LA ORACIÓN DE JABES (1 CRÓNICAS 4:9–10)

Hay hombres de quienes se dice mucho, pero valen muy poco.

3 Min lectura

En cambio hay otros de quienes aunque se dice muy poco, valen mucho.

Las apariencias engañan y la calidad es mejor que la cantidad.

De Jabes se dice muy poco, pero eso poco es grande. (1 Sam. 16:7).

I. EL ORIGEN DE JABES

No lo conocemos, ni su tribu, ni familia, ni casa, ocupación ni edad.

Posiblemente era uno de los hijos de la tribu de Judá. (1 Cr 4:1).

Lo que sabemos es que su madre le puso por nombre Jabes, “triste” (1 Cr  4:9).

Y que fue más ilustre que sus hermanos y que hizo oración a Dios.

II. ALGUNAS CARACTERISTICAS DE SU PERSONA

La expresión: “más ilustre que sus hermanos” es muy notable.

Y debía ser así ya que había una ciudad edificada en su honor. (1 Cr  2:55).

Se pone el nombre a una ciudad, barrio o calle en honor de alguien.

El ser ilustre no le impidió ser un hombre de oración. (1 Cr 4:10).

La ciencia no está reñida con la espiritualidad ni viceversa.

Resumiendo diremos que Jabes fue ilustre, famoso, erudito y piadoso.

Ilustre, se deriva de luz, el que ilumina, famoso, claro y noble.

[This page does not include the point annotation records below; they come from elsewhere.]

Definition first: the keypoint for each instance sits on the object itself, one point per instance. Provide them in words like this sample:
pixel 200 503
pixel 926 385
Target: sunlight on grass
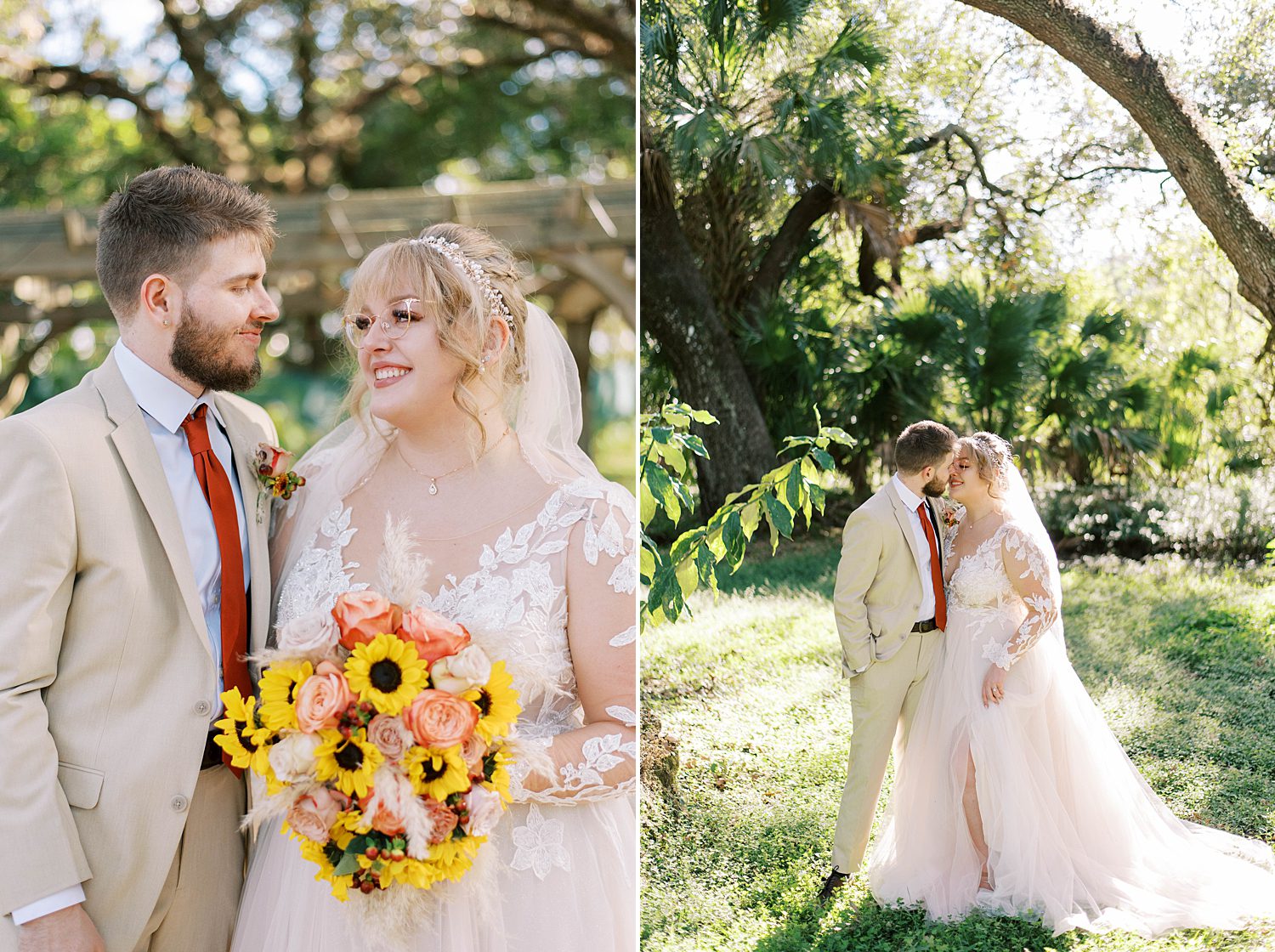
pixel 1177 655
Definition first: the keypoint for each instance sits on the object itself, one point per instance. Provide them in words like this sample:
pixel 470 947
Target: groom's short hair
pixel 923 444
pixel 161 224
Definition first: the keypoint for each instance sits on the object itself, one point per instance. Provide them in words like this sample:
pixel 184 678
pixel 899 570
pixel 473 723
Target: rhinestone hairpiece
pixel 451 252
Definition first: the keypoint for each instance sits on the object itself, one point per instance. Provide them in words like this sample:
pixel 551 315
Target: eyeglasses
pixel 394 321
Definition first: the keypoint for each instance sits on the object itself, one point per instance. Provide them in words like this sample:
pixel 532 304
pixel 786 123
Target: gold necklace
pixel 434 480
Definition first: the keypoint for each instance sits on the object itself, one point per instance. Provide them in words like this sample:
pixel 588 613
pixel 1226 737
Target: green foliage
pixel 1231 518
pixel 1176 654
pixel 783 495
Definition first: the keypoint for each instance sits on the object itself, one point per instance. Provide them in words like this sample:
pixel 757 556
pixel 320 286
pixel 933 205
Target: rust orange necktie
pixel 936 567
pixel 221 500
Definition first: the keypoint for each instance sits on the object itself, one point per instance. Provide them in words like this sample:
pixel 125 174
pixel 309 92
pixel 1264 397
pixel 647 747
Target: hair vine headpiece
pixel 451 252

Y lo fue con Dios, con los íntimos, con los extraños y consigo mismo.

III. EL CONTENIDO DE SU ORACION

Por sus expresiones es una oración hermosa, profunda y valiosa.

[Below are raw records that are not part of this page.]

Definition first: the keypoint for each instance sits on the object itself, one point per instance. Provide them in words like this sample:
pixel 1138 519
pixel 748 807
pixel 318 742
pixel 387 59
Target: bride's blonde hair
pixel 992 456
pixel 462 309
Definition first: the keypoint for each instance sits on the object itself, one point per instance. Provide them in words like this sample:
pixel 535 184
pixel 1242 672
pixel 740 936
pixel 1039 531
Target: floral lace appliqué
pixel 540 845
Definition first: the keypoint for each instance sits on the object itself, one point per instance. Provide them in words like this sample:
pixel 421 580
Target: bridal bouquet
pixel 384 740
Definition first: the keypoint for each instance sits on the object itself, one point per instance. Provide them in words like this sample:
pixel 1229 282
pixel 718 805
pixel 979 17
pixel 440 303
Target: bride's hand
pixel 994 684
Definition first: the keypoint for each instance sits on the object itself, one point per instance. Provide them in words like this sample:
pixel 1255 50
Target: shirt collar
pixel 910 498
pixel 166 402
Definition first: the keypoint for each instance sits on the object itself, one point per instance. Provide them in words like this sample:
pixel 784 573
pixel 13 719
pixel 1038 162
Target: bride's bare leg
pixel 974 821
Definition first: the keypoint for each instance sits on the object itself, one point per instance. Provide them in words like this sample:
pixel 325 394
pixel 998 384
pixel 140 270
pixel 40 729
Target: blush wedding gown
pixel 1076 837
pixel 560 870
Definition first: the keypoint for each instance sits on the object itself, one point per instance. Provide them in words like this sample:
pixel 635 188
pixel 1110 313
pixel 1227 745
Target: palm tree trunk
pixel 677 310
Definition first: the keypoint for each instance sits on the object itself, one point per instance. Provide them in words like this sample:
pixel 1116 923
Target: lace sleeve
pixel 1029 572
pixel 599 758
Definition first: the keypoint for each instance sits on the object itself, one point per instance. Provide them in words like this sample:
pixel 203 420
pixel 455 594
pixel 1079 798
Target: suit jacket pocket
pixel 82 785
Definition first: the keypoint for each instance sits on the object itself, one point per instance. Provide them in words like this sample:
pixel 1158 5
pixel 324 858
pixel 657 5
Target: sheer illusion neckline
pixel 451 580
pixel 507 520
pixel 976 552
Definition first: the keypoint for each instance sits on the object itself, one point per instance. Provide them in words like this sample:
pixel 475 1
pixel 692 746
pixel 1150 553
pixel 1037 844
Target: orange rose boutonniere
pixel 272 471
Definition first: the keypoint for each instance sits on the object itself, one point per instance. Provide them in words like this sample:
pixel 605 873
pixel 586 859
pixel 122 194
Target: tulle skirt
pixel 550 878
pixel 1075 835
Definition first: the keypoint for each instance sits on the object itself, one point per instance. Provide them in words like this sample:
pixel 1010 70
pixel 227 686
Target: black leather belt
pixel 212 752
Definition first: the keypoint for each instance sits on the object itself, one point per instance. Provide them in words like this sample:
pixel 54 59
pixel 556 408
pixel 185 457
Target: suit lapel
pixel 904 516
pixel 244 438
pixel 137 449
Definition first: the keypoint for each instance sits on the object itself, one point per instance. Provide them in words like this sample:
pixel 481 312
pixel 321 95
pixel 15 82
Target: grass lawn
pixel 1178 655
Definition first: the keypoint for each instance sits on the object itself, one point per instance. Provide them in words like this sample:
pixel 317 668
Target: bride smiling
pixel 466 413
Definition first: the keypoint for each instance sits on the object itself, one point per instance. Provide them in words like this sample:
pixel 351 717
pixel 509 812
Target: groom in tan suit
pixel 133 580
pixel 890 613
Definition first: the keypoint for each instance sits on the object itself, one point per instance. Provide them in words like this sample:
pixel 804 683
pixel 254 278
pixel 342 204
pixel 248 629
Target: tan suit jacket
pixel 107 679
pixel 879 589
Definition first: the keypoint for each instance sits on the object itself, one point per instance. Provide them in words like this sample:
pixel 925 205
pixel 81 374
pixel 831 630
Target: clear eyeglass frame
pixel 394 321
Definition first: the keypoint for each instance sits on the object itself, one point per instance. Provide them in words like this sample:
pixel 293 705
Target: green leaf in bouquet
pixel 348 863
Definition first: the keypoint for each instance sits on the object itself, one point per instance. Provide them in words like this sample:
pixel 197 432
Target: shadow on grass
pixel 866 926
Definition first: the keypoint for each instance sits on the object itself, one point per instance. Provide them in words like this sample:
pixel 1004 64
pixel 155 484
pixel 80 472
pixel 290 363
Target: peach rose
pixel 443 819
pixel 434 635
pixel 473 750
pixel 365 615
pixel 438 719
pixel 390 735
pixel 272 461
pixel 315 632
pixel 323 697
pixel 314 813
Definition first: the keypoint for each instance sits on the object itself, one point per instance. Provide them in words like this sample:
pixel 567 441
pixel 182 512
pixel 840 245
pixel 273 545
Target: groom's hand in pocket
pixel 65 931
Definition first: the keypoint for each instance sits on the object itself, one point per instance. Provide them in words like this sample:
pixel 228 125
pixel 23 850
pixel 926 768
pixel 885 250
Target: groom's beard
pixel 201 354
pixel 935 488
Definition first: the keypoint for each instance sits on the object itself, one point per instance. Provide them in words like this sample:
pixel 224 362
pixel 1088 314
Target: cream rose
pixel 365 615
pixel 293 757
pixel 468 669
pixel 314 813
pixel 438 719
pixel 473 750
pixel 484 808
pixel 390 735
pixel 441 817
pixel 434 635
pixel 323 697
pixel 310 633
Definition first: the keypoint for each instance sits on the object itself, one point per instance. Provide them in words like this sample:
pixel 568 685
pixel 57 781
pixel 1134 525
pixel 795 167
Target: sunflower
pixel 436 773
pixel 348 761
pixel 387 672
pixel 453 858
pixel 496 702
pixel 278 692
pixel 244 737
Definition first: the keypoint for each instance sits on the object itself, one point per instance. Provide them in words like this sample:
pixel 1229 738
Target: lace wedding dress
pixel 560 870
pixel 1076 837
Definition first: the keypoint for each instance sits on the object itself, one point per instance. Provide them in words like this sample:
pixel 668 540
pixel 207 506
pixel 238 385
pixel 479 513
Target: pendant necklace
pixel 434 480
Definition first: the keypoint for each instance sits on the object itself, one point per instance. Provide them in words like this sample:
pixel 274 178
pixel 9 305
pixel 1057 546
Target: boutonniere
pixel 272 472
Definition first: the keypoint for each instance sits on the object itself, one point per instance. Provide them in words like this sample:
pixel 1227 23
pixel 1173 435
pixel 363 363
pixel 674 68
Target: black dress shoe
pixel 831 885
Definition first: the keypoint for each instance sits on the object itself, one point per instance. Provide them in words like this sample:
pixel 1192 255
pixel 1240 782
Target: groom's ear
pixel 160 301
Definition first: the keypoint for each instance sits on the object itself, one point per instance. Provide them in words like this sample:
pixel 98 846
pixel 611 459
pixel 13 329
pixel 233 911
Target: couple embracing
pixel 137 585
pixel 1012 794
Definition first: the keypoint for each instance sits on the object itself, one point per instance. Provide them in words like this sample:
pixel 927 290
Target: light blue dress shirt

1. La dirigió a Dios. No invocó a los dioses paganos.

2. Pidió bendición. Sintió necesidades espirituales y materiales.

3. Pensaba prosperar: “Si … ensancharas mi territorio”, era optimista.

4. Quería protección. Se sentía débil y necesitado. Se aseguró.

IV. LA RESPUESTA DEL SEÑOR

Dios le oye, aprueba lo solicitado concediéndole lo que pide.

Su tristeza se convirtió en gozo, sabía en quién había creído.

Fue bendecido, prosperado, guiado y protegido por el Señor.

Nuestro Dios es el mismo Dios de Jabes, podemos ir a él confiadamente.

Es “el trono de la gracia” donde siempre hay oportuno socorro. (Hebr. 4:16).